Et tout cela sans instruments de navigation…
Les oiseaux migrateurs sont capables d’identifier les courants
thermiques et de s’y déplacer avec une précision supérieure à celle
des humains et les informations qui leur sont disponibles pour ce
faire est une question ouverte. Un aspect crucial pour voler
efficacement est d’identifier un courant ascensionnel et de
maintenir le vol en son centre, où le soulèvement est majeur. Quand
les oiseaux migrateurs atteignent la cime du courant, ils planent
ensuite en direction du courant suivant et répètent le processus.
Ces courants atmosphériques étant invisibles, il est a priori
complexe d’en évaluer le potentiel d’ascension.
Pour comprendre comment les oiseaux réussissent si bien à maitriser
ce processus de vol, les chercheurs ont essayé d’identifier les
informations locales nécessaires, comme la température et la vitesse
du vent, pour trouver et exploiter les courants. De plus, étant
donné que les oiseaux n’ont pas les instruments pour prévoir
l’évolution des dynamiques atmosphériques, les scientifiques ont
évalué la possibilité qu’ils puissent "apprendre" à voler dans les
courants. Ils ont pour cela mis au point des algorithmes afin de
simuler les trajectoires ascendantes et descendantes des oiseaux, et
voir s'il était possible d'élaborer une stratégie de vol basée sur
la répétition des tentatives et des erreurs, que l'on nomme
"apprentissage par renforcement".
Un mécanisme d'apprentissage d'une simplicité déconcertante
"Nous avons réalisé des simulations numériques de la couche limite
de l’atmosphère qui présente une séquence irrégulière de courants
thermiques ascendants et descendants sur un fond de fortes
fluctuations de vitesse," explique Celani. "Successivement, nous
avons conçu notre algorithme d’apprentissage pour identifier les
combinaisons de paramètres nécessaires pour obtenir le meilleur
résultat en terme d’efficacité de vol. De façon surprenante, seuls
deux types d’information se sont révélés nécessaires :
l’accélération verticale du courant et le moment mécanique, c’est à
dire la capacité du courant à donner un mouvement de rotation à
l’oiseau", explique le chercheur. "Après des centaines d’essais, en
encourageant les bons choix et en pénalisant les mauvais, les
simulations d’oiseaux ont appris à trouver le courant thermique
successif avec un taux de réussite très élevé."

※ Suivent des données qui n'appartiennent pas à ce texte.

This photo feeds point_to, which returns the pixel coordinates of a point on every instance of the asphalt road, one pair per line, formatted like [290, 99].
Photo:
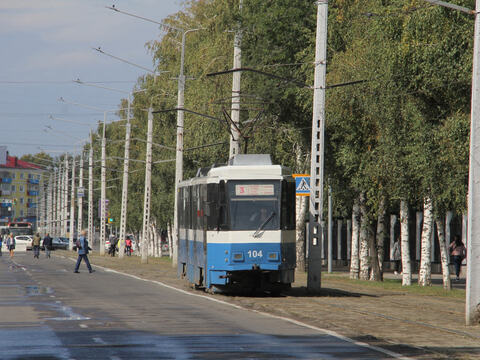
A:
[48, 312]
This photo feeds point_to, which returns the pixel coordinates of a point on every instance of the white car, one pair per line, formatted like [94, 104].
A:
[25, 240]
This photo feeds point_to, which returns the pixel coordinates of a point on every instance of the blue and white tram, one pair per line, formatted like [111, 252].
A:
[237, 226]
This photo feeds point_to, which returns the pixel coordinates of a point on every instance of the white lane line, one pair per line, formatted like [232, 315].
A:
[99, 341]
[292, 321]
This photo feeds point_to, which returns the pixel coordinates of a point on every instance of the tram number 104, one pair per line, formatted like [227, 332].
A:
[254, 253]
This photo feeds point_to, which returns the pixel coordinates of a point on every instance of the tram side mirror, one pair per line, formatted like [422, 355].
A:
[222, 217]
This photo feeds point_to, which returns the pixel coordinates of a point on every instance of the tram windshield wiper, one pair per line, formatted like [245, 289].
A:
[262, 225]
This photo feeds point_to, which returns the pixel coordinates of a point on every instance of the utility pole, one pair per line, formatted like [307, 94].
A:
[179, 153]
[80, 198]
[123, 214]
[72, 206]
[49, 203]
[91, 230]
[316, 170]
[237, 64]
[58, 200]
[329, 232]
[472, 304]
[65, 197]
[103, 190]
[148, 183]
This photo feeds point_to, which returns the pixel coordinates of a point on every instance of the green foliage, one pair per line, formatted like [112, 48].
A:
[403, 133]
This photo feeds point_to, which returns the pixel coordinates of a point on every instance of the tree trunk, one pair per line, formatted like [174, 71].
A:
[375, 274]
[170, 240]
[381, 232]
[301, 209]
[425, 271]
[354, 258]
[364, 224]
[404, 245]
[144, 247]
[447, 285]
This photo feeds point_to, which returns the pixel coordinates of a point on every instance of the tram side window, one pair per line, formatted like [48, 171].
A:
[222, 206]
[193, 205]
[288, 205]
[181, 208]
[202, 202]
[211, 207]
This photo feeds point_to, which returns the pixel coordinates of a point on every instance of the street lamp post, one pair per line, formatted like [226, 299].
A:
[180, 122]
[148, 184]
[65, 199]
[90, 192]
[103, 190]
[123, 212]
[72, 206]
[80, 198]
[103, 174]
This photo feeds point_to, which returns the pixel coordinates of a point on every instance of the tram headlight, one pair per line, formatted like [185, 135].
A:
[237, 256]
[273, 256]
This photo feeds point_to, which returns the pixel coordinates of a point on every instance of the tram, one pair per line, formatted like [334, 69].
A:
[237, 226]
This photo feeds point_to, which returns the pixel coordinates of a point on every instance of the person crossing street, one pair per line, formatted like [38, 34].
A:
[47, 244]
[82, 246]
[36, 245]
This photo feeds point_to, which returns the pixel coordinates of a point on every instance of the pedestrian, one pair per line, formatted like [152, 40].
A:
[11, 244]
[397, 256]
[47, 245]
[113, 245]
[458, 253]
[36, 245]
[82, 248]
[128, 246]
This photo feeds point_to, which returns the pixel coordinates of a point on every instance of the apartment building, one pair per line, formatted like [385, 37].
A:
[20, 184]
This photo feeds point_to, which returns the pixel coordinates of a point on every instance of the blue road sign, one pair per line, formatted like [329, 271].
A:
[302, 184]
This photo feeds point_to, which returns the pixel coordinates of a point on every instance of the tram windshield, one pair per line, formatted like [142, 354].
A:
[254, 204]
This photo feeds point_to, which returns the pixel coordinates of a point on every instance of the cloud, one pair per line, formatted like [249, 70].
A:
[64, 59]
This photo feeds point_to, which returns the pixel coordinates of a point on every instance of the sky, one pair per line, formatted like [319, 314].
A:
[46, 44]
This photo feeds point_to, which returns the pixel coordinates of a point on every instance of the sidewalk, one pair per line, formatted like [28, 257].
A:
[425, 323]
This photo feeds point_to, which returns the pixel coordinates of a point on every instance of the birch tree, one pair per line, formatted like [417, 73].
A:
[447, 285]
[363, 254]
[404, 245]
[381, 231]
[354, 249]
[425, 271]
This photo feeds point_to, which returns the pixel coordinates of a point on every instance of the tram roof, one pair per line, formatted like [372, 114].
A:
[242, 167]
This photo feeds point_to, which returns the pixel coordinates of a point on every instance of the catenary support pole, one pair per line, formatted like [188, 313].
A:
[237, 64]
[57, 202]
[329, 232]
[58, 223]
[65, 198]
[103, 189]
[472, 305]
[50, 203]
[148, 181]
[72, 207]
[80, 198]
[123, 213]
[91, 230]
[316, 169]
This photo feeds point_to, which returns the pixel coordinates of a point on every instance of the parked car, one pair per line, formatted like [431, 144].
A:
[24, 240]
[60, 243]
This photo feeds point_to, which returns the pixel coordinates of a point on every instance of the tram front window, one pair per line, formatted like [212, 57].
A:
[254, 205]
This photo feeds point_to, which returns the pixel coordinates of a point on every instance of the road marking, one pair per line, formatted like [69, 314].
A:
[99, 340]
[292, 321]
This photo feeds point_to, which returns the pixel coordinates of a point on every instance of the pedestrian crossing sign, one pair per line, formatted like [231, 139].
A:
[302, 184]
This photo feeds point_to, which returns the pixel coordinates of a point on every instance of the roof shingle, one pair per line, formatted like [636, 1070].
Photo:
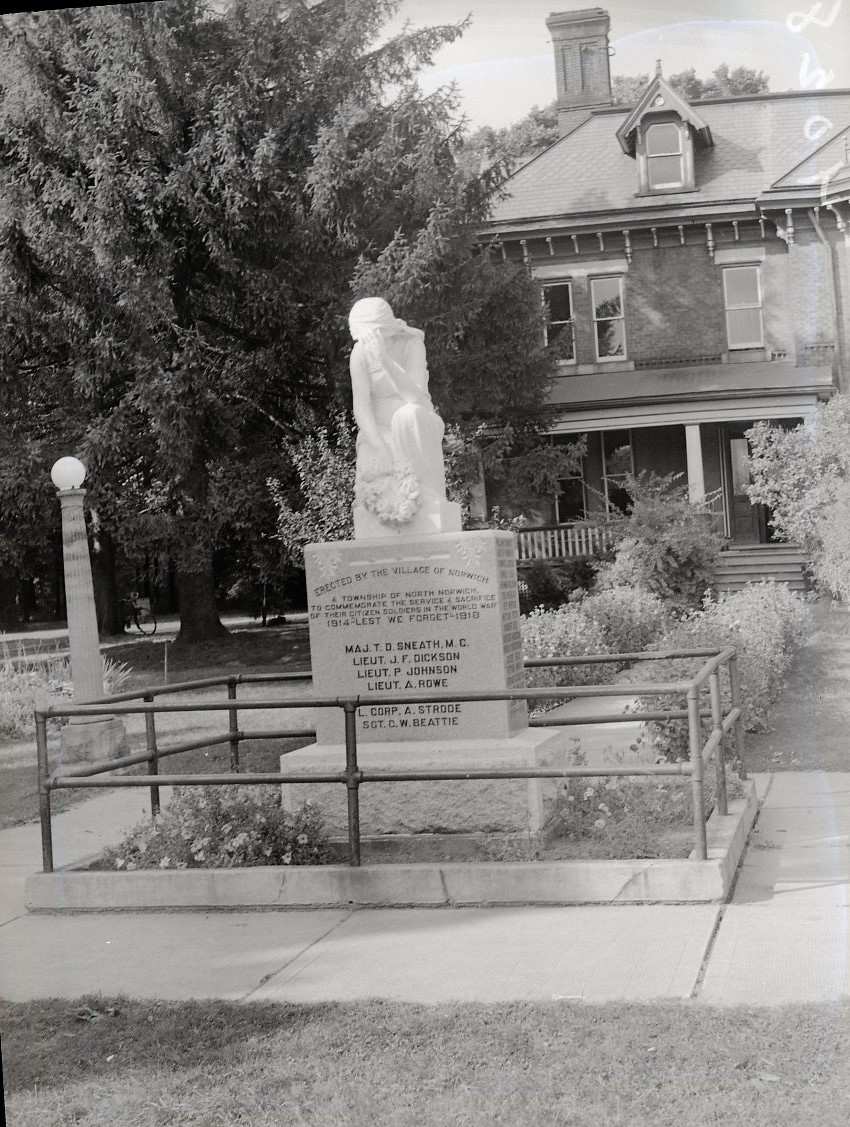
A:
[758, 140]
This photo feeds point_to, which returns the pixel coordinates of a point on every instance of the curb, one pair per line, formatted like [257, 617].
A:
[417, 885]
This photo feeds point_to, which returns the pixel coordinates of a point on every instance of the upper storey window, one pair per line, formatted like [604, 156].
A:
[664, 156]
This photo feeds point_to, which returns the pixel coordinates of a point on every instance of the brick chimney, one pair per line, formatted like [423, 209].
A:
[581, 63]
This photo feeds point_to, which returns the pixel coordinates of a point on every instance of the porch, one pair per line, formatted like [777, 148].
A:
[713, 458]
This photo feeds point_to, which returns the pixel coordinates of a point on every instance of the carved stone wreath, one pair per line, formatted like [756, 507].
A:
[392, 497]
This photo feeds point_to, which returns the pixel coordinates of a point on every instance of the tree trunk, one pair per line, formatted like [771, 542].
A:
[8, 599]
[107, 603]
[196, 597]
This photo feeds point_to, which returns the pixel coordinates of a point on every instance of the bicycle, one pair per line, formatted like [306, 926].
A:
[140, 613]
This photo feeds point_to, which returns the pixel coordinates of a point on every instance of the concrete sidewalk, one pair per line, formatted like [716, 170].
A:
[784, 938]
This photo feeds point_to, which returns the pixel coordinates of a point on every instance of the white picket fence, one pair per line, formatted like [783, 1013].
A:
[561, 541]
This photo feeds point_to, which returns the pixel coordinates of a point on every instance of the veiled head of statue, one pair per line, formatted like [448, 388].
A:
[370, 313]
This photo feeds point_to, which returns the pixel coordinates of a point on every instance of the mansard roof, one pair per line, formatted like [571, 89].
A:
[658, 95]
[758, 141]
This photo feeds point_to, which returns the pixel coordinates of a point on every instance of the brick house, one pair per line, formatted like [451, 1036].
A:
[693, 263]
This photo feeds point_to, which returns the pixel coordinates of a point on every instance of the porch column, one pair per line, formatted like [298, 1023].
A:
[696, 473]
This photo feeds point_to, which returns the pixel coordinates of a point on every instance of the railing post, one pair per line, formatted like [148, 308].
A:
[696, 755]
[150, 739]
[719, 753]
[352, 780]
[233, 712]
[735, 693]
[44, 791]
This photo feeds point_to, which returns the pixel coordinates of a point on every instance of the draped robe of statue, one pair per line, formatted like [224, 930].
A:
[400, 471]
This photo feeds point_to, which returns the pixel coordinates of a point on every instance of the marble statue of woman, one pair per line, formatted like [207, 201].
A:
[400, 473]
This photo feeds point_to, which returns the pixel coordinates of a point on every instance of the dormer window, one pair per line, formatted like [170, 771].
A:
[664, 157]
[661, 133]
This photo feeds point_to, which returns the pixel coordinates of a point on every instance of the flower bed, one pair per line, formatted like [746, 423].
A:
[221, 827]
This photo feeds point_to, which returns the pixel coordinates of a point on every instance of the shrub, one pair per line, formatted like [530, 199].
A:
[766, 622]
[25, 683]
[221, 827]
[803, 475]
[630, 618]
[564, 632]
[665, 543]
[626, 817]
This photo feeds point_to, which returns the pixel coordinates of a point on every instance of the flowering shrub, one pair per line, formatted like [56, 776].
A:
[804, 476]
[564, 632]
[25, 684]
[764, 621]
[665, 543]
[630, 618]
[625, 817]
[324, 461]
[220, 827]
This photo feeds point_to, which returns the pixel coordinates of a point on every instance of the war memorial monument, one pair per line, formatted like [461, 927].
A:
[415, 606]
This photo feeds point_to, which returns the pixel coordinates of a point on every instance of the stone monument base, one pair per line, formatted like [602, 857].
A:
[443, 807]
[96, 739]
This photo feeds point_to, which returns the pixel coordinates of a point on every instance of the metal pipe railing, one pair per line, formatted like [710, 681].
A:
[83, 777]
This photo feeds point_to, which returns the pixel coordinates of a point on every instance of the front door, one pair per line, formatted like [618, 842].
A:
[747, 522]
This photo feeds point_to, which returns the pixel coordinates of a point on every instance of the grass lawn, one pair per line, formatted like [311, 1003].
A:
[118, 1062]
[256, 649]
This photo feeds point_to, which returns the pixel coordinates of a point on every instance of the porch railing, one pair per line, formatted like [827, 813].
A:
[561, 541]
[570, 541]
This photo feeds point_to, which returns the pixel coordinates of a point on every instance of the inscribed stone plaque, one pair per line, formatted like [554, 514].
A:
[410, 617]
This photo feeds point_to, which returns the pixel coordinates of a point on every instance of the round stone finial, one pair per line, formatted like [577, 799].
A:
[68, 473]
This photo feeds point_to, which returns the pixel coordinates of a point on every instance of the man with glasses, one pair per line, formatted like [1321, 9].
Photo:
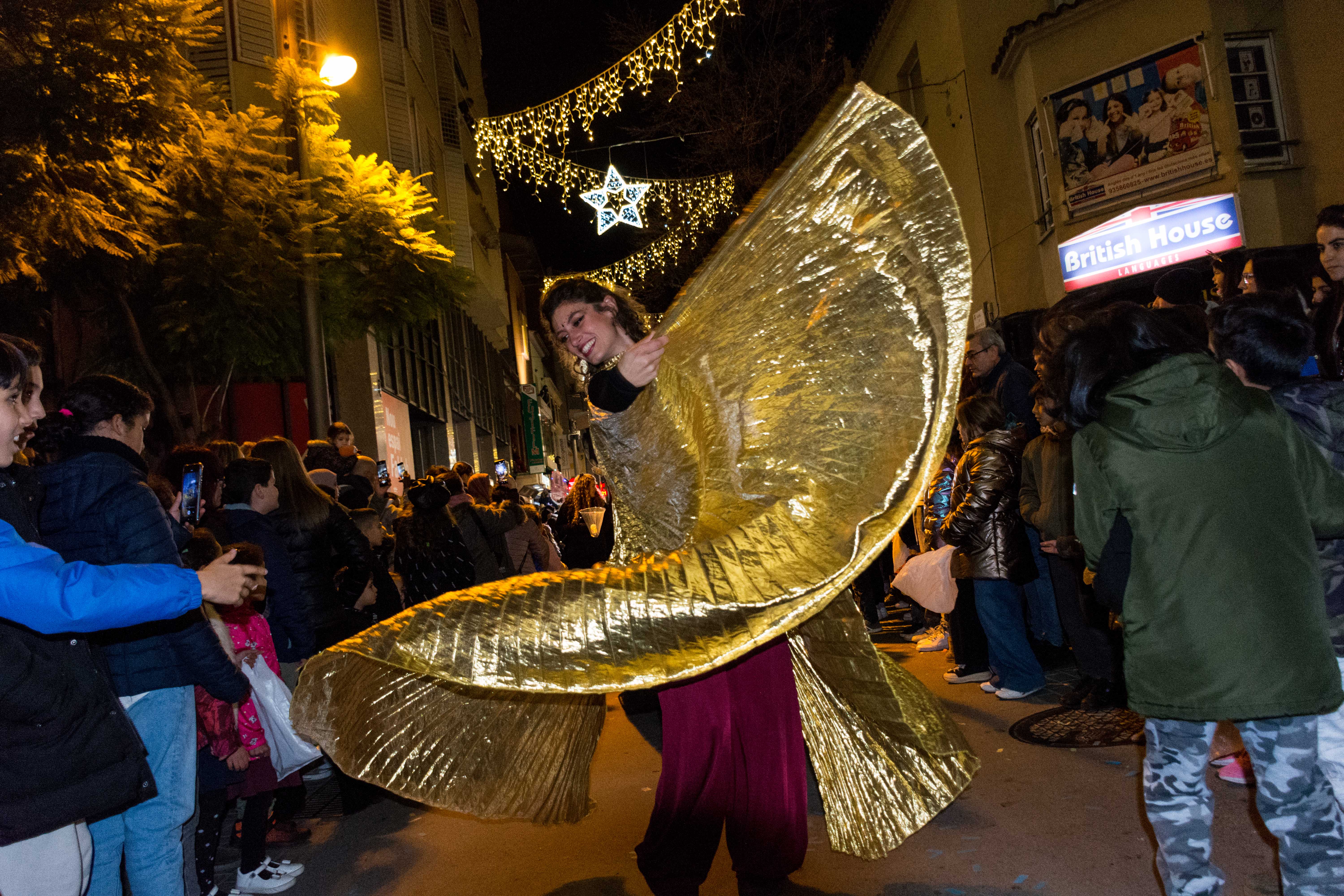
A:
[999, 377]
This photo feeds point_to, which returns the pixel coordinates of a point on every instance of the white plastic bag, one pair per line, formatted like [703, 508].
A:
[288, 752]
[927, 579]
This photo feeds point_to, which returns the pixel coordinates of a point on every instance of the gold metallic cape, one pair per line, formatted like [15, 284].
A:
[804, 400]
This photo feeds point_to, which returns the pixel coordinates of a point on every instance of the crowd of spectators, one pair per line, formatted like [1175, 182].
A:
[1171, 476]
[1159, 500]
[155, 710]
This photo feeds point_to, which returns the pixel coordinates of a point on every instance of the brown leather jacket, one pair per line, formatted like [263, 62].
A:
[984, 520]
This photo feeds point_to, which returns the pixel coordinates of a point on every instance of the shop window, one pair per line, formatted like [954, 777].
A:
[1257, 100]
[1037, 140]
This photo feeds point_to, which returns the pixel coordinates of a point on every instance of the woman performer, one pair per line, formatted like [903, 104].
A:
[733, 746]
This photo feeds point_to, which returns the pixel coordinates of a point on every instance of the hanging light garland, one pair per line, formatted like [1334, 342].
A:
[507, 139]
[632, 269]
[691, 201]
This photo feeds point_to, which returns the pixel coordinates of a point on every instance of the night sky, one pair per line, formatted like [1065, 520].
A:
[536, 50]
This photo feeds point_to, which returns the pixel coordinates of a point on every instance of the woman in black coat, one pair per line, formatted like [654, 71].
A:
[100, 510]
[579, 547]
[432, 557]
[322, 541]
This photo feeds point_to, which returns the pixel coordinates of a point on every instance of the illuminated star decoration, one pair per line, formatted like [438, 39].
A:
[616, 202]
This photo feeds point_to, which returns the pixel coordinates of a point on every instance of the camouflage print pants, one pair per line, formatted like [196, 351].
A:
[1292, 795]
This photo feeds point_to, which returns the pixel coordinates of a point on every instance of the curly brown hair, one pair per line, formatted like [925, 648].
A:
[630, 316]
[584, 495]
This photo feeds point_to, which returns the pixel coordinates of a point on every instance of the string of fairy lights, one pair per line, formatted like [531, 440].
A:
[632, 269]
[697, 201]
[522, 143]
[507, 138]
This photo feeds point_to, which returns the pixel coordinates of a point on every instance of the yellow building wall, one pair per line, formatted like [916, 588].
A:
[1017, 265]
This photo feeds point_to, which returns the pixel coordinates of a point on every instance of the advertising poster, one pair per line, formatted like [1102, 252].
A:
[397, 422]
[1134, 128]
[1150, 237]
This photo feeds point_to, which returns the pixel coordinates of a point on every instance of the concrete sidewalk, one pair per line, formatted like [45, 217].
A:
[1037, 820]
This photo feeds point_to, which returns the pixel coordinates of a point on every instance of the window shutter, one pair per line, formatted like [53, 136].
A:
[400, 135]
[212, 61]
[455, 191]
[390, 41]
[255, 31]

Pour confirmer et approfondir ces résultats théoriques, les
chercheurs sont actuellement occupés à réaliser des expériences en
utilisant divers modèles de planeurs radiocommandés, en utilisant la
stratégie mise en évidence par leurs observations. Compte tenu du
potentiel commercial des véhicules aériens sans pilote, les études
théoriques sur ces systèmes à basse consommation d’énergie
pourraient avoir des impacts importants.
Jean Etienne
Sources principales :
How birds soar to great heights (University of California -
San Diego - Proceedings of the National Academy of Sciences, 2016;
DOI: 10.1073/pnas.1606075113).
Gli uccelli migratori ispirano gli alianti del futuro
(Galileo, 13 septembre 2016).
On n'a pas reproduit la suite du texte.